Nikita Kruscev |
Di Giovanni XXIII un nostro poeta ha detto che aveva reso visibile la santità. Di Kruscev, ora scomparso dalla scena politica, si può dire che aveva reso visibile il comunismo: demisticizzandolo, portandolo a misura di quello che gli inglesi dicono senso comune e noi italiano buon senso.
Lo aveva volgarizzato: e nel senso per cui si dicono volgarizzamenti le traduzioni dei sacri testi nella lingua viva, e nel senso di un personale comportamento popolaresco-volgare nel più proprio significato. E aveva tentato di sottrarlo ai fantastici: a quelli che, da dentro lo custodivano; e noi quelli che, da fuori, lo combattevano. Attraverso lui, l’uomo della strada aveva cominciato a capire che la rivoluzione russa, la rivoluzione comunista, era, come già la rivoluzione francese, patrimonio di tutta l’umanità.
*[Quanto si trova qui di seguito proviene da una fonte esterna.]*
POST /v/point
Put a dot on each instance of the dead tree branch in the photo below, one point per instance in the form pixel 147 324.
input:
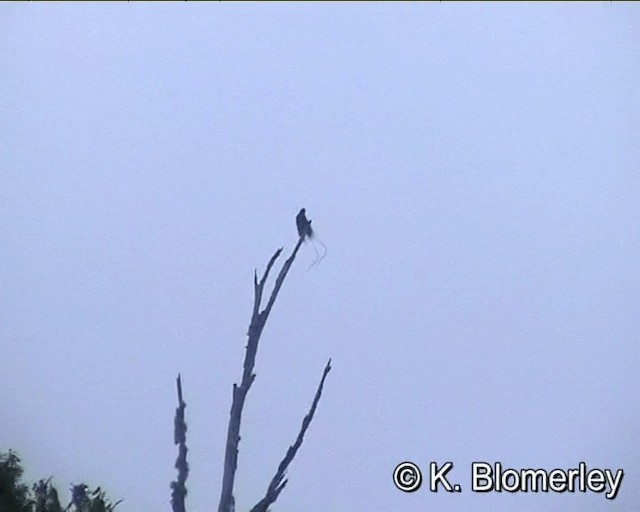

Quali che siano stati i suoi errori, i suoi cedimenti, le sue avventatezze, è certo che il suo disegno era grande e che ha saputo gettare le fondamenta di un mondo cui tutti gli uomini aspirano. E di ciò è segno la inquietudine, lo smarrimento, che la sua destituzione ha provocato in buona parte del mondo.